Who insures the reinsurers?

Insurance is a way for one to share with another the risks brought about by a certain activity. Insurance companies provide, in exchange for payment & based on insurance contracts, financial protection for companies and individuals. As with all institutions, they are exposed to risks which are inherent to their line of business. They dispose of a range of mechanisms which allow them to reduce their various risk exposures. As such, they have a choice between techniques referred to as horizontal division of insured risks (such as coinsurance) and those referred to as vertical risk division (such as reinsurance).

Reinsurance: a never-ending pyramid?

Insurance is a way for one to share with another the risks brought about by a certain activity. Insurance companies provide financial protection to businesses and individuals through insurance contracts, in exchange for payment. Like any entity, they are exposed to risks inherent to their activity. They have a variety of mechanisms at their disposal to reduce their various exposures. Thus, they have the choice between techniques known as horizontal division of the insured risks (such as the mechanism of co-insurance), and others, known as vertical division of these risks (such as the mechanism of reinsurance).

What is the vertical division of insured risks?

This risk division method involves the insurers using the reinsurance method. Reinsurance is a technique of vertical distribution of insured risks by which an insurer, or "cedant" to the reinsurance contract (reinsurance treaty, facultative reinsurance...), cedes to a third party insurance company: the reinsurer, all or part of one or several insured risks. The reinsurer can be a professional whose exclusive activity is the reinsurance of insurance companies, or a "mainstream" insurance company, offering this type of product.

 Through the reinsurance mechanism, the reinsurer undertakes, in return for the payment of a premium, to compensate the ceding company for the losses incurred as a result of the realization of the reinsured risk in the proportions ceded to the reinsurance contract. The ceding company is the only one bound to its insureds. It is also the only one bound to the reinsurer by the reinsurance contract. Finally, and as a consequence, the policyholder of the insurance contract and the reinsurer have no contractual relationship.

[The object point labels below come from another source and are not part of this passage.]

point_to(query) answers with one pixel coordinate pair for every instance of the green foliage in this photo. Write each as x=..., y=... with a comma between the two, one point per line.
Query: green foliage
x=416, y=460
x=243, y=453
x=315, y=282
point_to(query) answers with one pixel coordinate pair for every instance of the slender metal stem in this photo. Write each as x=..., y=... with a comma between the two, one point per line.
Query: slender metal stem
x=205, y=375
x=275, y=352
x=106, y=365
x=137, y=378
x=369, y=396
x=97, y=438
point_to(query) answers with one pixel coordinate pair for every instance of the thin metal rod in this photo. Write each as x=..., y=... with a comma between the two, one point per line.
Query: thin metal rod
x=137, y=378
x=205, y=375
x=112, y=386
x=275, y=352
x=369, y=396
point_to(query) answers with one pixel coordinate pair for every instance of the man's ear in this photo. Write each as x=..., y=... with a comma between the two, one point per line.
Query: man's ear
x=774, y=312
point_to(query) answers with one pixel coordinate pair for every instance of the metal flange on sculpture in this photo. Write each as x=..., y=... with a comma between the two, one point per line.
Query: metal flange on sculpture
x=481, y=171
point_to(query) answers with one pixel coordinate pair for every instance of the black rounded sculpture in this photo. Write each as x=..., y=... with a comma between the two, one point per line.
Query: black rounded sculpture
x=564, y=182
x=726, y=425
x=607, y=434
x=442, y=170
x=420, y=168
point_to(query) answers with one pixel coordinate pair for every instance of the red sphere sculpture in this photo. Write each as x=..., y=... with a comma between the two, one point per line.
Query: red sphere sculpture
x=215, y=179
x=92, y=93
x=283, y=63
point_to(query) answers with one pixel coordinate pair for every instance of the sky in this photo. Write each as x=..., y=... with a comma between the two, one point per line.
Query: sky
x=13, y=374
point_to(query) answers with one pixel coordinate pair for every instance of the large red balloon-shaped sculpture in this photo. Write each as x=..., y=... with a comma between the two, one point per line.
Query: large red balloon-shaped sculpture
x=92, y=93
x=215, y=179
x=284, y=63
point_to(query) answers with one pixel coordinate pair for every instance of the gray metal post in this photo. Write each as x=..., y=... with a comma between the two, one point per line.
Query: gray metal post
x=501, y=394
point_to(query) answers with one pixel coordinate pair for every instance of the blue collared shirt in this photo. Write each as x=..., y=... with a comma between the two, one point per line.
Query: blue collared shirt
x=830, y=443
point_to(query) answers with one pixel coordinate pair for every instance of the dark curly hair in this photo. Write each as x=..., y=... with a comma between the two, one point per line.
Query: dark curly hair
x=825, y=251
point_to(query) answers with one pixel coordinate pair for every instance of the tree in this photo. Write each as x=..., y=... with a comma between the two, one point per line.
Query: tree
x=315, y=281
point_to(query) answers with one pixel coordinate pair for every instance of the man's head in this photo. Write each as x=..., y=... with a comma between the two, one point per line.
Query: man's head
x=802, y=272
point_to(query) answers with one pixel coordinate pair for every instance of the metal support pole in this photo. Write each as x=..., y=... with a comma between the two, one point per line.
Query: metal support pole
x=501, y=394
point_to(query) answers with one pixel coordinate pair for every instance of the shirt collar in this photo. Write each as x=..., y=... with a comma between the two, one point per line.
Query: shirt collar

 The reinsurance method presents many benefits for the cedent. Depending on the contractual options chosen, the cedent can carefully enter new markets and develop their expertise within. The cedent can considerably increase their underwriting capacities by reducing their risk exposure. The cedent is also able to underwrite substantial risks such as the construction of transport superstructures: space vehicle launch pads, even the space vehicles themselves…

Can the reinsurer also be reinsured?

Most certainly. There is a market for reinsurers which is similar to that of reinsurance in which each of them can in turn cede all or part of one or several reinsured risks. This is called the retrocession market. Within this market, reinsurers who, in return for payment of premiums, accept to compensate other reinsurers for losses incurred as the result of a reinsured loss. This is like standard reinsurance: a reinsurer (who is here known as the retrocedent) considerably reduces their exposure to a reinsured risk by ceding it, in part or in totality, to another reinsurer (who is here known as the retrocessionaire). Again, only the ceding insurance company and the initial reinsurer are party to the reinsurance contract whilst the ceding reinsurer and the retrocession reinsurer are only party to the retrocession agreement.

 Retrocession gives the retroceding reinsurer the same advantages as a ceding insurer. It can more easily conquer new markets, increase its underwriting capacity, and underwrite cutting-edge risks with considerable financial implications.

And beyond retrocession?

There is no specific nomenclature in terms of retrocession insurance. Retrocession is the equivalent of reinsurance for the reinsurer; all those involved in the retrocession are all reinsurers and all can retrocede the underwritten risks as much as possible and as much as they have an interest in doing so. This can lead to complex assemblies and can give rise to legibility problems in certain insurance claims.